A record number of medical school graduates from across Canada will soon commence their residency training at teaching hospitals and clinics around the province through the Faculty of Medicine’s postgraduate medical education program.
Ninety-five per cent of the 308 postgraduate positions were filled in the first round of the Canadian Resident Matching Service (CaRMS), which matches graduating MD students with postgraduate programs nationwide. UBC has increased entry-level residency positions from 163 in 2003, to 308 in 2013.
“Medical trainees are more likely to practice in the communities they trained in,” says David Snadden, Executive Associate Dean, Education. “This is why, as part of our overall strategy to increase the number of doctors in B.C., UBC’s Faculty of Medicine has dramatically increased the number of residency training positions and distributed them across a wide range of settings from urban hospitals to rural community health clinics.”
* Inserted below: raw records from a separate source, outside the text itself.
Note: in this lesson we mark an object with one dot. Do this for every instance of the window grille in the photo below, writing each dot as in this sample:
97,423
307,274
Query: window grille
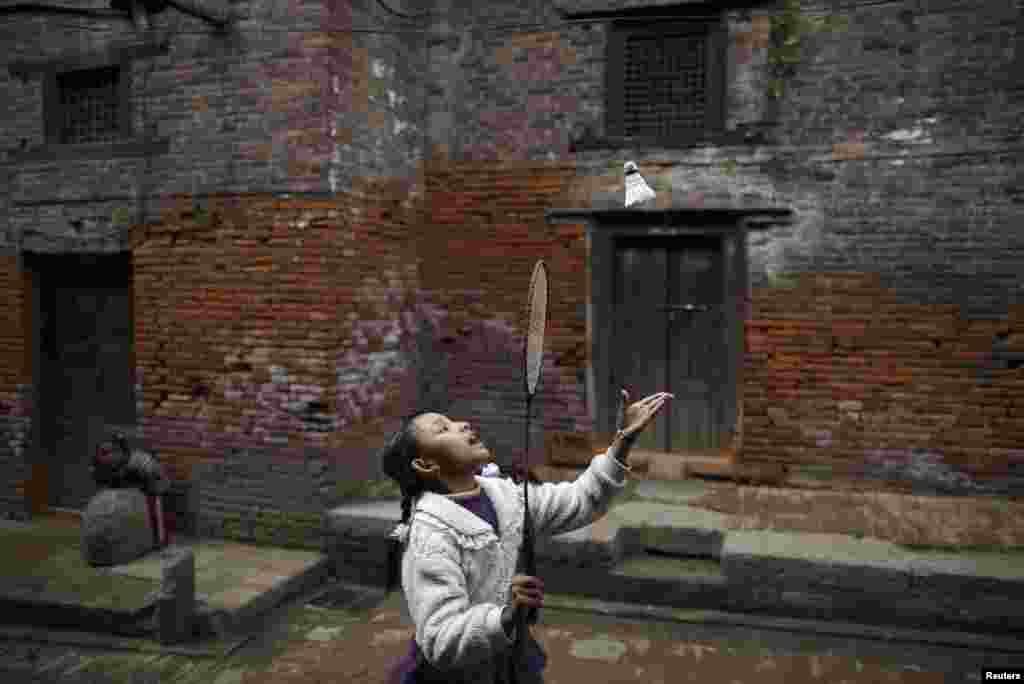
665,82
90,109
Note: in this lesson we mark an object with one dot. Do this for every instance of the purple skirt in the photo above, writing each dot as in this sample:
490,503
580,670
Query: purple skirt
409,670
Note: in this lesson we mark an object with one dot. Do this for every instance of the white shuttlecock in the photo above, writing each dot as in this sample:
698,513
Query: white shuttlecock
637,188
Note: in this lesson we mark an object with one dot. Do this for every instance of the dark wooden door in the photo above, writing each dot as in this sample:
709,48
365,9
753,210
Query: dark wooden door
669,335
87,368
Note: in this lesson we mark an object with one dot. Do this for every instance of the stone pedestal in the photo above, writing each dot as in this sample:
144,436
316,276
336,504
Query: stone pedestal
116,527
177,596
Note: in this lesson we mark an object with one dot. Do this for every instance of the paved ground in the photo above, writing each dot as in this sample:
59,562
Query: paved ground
314,645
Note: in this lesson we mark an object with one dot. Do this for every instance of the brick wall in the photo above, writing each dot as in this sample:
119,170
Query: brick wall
15,410
485,231
357,254
275,288
883,317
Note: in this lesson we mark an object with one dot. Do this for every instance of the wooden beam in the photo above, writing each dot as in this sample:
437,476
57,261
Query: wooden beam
213,11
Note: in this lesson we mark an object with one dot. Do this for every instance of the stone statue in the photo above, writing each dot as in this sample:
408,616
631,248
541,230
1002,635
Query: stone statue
125,519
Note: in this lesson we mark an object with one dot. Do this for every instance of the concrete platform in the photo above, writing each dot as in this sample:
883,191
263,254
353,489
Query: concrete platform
654,549
49,585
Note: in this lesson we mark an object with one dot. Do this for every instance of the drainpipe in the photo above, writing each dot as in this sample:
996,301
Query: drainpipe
139,16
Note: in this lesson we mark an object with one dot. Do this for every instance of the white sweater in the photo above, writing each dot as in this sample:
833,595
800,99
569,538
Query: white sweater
456,572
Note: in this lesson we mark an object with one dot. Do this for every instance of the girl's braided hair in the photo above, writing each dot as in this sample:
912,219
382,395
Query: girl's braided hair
396,462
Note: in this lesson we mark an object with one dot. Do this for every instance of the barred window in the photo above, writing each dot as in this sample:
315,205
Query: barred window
90,104
87,104
665,81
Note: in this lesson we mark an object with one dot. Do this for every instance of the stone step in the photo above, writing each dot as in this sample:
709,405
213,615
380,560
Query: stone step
804,575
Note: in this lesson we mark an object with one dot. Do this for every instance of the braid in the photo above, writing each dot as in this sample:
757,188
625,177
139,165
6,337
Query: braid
396,459
407,507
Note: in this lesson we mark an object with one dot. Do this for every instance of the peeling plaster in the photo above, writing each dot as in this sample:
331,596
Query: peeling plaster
381,70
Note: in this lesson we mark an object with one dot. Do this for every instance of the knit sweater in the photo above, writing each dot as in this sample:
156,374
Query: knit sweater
458,564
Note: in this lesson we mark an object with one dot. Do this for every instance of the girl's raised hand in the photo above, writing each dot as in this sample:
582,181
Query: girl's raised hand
639,415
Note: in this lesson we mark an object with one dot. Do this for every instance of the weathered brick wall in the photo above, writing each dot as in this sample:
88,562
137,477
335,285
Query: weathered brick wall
15,411
485,230
275,287
896,145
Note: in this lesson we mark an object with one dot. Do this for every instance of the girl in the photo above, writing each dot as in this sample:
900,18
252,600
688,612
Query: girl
459,541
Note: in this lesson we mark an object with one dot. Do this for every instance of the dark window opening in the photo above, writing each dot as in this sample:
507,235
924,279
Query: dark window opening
90,108
666,81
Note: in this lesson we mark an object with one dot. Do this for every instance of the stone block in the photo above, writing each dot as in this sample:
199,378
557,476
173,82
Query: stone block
116,527
177,596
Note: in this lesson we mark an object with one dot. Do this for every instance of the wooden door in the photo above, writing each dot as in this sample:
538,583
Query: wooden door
87,372
669,335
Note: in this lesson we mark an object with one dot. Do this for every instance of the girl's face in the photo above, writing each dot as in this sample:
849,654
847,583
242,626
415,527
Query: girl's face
446,449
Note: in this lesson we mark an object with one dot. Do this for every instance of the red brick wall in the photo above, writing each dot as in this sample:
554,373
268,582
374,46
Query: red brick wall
484,231
842,372
15,374
248,316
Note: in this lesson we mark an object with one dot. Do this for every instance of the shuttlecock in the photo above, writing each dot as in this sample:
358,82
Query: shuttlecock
637,188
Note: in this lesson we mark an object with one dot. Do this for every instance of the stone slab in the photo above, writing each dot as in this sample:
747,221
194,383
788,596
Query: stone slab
177,600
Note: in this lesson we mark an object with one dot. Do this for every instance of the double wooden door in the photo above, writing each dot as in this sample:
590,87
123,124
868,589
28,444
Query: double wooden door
670,335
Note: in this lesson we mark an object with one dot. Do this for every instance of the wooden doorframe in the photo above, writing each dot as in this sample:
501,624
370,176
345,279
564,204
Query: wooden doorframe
39,272
603,226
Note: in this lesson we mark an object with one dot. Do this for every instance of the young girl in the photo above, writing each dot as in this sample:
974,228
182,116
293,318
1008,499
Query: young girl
459,541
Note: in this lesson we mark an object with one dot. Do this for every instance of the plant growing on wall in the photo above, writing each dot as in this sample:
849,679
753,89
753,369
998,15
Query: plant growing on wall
784,50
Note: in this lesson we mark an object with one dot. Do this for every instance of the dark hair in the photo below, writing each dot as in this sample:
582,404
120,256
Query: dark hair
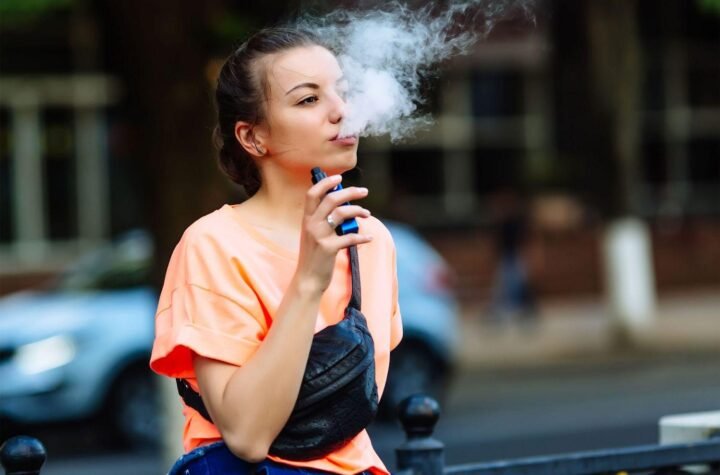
241,95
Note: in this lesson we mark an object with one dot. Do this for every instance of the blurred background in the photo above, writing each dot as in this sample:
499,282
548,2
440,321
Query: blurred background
567,198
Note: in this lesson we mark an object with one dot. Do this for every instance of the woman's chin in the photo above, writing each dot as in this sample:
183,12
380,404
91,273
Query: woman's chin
340,164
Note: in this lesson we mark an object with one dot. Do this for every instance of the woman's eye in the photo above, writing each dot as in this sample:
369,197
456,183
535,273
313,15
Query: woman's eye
308,100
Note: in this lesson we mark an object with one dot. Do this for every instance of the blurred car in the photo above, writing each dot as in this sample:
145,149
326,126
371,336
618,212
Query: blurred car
79,350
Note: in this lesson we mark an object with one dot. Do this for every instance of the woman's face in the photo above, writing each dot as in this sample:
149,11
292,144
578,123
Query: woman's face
304,112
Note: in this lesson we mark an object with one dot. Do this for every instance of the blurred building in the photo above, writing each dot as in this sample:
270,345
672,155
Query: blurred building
509,116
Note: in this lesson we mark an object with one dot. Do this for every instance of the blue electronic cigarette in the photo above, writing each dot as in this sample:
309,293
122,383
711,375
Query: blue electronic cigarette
346,227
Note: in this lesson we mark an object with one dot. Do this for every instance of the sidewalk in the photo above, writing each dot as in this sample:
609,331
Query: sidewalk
685,322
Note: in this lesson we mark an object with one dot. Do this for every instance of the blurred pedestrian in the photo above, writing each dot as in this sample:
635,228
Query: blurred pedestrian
512,296
249,286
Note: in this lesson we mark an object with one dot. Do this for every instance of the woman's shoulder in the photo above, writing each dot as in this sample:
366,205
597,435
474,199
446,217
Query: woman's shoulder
213,233
211,227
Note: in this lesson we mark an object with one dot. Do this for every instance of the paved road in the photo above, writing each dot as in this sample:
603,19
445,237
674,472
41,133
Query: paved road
505,413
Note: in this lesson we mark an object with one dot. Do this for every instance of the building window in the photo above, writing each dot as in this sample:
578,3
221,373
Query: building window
59,174
6,187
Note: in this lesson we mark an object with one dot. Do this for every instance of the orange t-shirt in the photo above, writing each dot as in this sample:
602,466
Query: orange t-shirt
223,285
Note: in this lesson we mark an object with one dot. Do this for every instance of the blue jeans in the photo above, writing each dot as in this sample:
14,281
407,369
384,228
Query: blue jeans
216,459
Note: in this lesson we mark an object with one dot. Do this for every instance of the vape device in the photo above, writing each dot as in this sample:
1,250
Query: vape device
347,226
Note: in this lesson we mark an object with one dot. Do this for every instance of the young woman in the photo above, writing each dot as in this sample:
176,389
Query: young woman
249,285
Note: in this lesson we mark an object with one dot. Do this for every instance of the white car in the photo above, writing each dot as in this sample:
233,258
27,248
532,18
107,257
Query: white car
80,349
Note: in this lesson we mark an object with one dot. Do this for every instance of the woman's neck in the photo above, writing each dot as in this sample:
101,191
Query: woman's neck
279,204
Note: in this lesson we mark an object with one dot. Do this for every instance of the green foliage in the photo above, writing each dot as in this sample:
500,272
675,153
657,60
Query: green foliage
32,7
710,6
22,12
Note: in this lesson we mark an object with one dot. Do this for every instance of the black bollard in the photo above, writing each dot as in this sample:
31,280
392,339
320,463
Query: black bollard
22,455
420,454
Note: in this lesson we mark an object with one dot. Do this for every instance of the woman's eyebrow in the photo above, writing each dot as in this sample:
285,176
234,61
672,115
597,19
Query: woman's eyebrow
311,85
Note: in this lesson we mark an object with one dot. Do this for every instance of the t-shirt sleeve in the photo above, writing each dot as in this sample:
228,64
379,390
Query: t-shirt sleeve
206,307
396,319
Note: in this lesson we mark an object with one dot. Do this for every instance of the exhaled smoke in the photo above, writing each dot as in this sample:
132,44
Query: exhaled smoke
386,53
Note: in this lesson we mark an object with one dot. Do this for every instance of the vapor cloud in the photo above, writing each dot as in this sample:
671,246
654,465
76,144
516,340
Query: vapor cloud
386,53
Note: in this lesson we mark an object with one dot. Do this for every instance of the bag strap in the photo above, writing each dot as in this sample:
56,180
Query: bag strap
193,399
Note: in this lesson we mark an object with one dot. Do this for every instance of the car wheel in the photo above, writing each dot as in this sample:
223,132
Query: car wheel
133,409
413,369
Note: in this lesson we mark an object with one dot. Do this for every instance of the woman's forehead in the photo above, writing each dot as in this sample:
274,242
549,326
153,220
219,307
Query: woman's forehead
304,64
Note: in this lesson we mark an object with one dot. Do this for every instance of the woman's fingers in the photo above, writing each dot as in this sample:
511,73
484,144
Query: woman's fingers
334,243
343,213
337,198
318,191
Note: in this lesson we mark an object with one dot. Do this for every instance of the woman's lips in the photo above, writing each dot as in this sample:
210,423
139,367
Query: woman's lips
349,140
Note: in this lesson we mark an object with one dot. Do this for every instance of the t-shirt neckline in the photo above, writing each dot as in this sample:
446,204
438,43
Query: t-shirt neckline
257,235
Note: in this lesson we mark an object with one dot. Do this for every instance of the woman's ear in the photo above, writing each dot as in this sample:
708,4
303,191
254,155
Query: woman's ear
249,139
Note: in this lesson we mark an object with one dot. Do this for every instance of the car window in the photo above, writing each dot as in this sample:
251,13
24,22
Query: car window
124,263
To become a doctor, students complete four years of undergraduate medical education, followed by postgraduate training, which ranges from two years for family medicine, to seven years for specialties. In the past 10 years, the Faculty of Medicine has more than doubled the number of undergraduate medical students and created clusters of academic and clinical learning on Vancouver Island, in Northern B.C., the Interior and the Lower Mainland. Postgraduate residencies have also increased around the province.
“We have increased positions in Family Medicine, and generalist specialties, such as Internal Medicine, in response to B.C.’s most urgent needs. And we are also adding positions for International Medical Graduates,” Dr. Snadden says.
The expanded Family Medicine program will train more than 100 new residents across B.C., and new training sites in Fraser Health (Emergency Medicine), Vancouver Island (Emergency Medicine and Internal Medicine) will receive their first residents in the coming year.
Of UBC’s 256 graduating medical undergraduate students, 96 per cent have matched to postgraduate training programs in the first round, with the largest percentages matching to family medicine (40 per cent ) and generalist specialties, internal medicine (18 per cent), and pediatrics (18 per cent) – areas identified by the Ministry of Health, health authorities, and UBC as a priority for improving BC health care.
More than 50 per cent of Island Medical Program and Northern Medical Program graduates matched to family medicine.
A second round of the CaRMS match for the 16 remaining unfilled positions will be held in April.